Bogalusa’s Williams commits to ULM

Published 8:47 am Sunday, February 3, 2013

ULM is expected to sign a pair of quarterbacks Wednesday on National Signing Day with two very different high school careers.

Bivins Caraway III grew up in Longview, Texas, with the intent of playing football as long as possible.

Bogalusa quarterback Brian Williams did not plan on playing the sport at all until football coach Craig Jones invited the standout basketball player to work out with the football team during the offseason during his sophomore year.

After lifting weights with the team, Williams decided he would give football a try. As a sophomore he played receiver and accidentally became a quarterback by his junior year.

“During a JV game at halftime, he was fooling around on the field,” Jones said. “The coaches told me, ‘He can throw the ball really nice,’ so we tried him out at quarterback and it turned out to be the best for us.”

The 6-5, 190-pound Williams passed for 2,962 yards with 29 touchdowns while guiding the Lumberjacks to a 7-3 record and 4-1 in District 8-3A last season.

“He’s a passer now,” Jones said. “He can run, but he’s not that type of quarterback. What sets him apart is his intelligence and his ability to catch on to what we’re doing offensively.

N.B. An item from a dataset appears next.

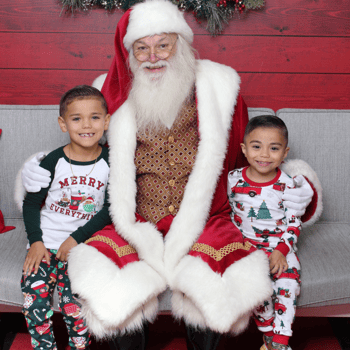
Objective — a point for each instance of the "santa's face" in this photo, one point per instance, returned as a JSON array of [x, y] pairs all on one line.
[[162, 84], [153, 52]]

He accepted the coaching to make himself a better player.”

Bogalusa lost in the first round of the Class 3A playoffs to No. 13 Jennings by a touchdown, and Williams has since moved on to one final basketball season.

The guard and sometimes forward is averaging 25 points a game for the 15-7 Lumberjacks, but he spent last weekend in Monroe for his official visit and committed Sunday after a few days around the campus and team.

“It was just coach Berry and the rest of the coaching staff and how they’re like a family and how they treat the players, and I wanted to be a part of it,” said Williams, who also had contact with Louisiana Tech, Tulane, Southern, Southern Miss, Alabama State, North Texas, McNeese and ULL. “I wanted to go to ULM ever since they beat Arkansas.”

Longview’s Caraway became the first commitment of ULM’s 2013 signing class this past June.

A scholarship gives Caraway a chance to keep playing the sport he grew up loving, but an injury cut his senior year at Longview High School short.

This Wednesday will mark National Signing Day for several high school athletes, but it also marks the five-month anniversary of when Caraway went down with a torn ACL in the Lobos’ season opener.

“It was tough, but I was just happy to have a scholarship,” Caraway said. “I called them (ULM) and they were going to honor my scholarship.

“I was happy for that. There’s a lot of people that are not able to play college football, but I kept getting my spirits up because I was sad for a long time.”

As a junior, Caraway garnered interest from several schools after throwing for more than 2,400 yards and 22 touchdowns with just five interceptions.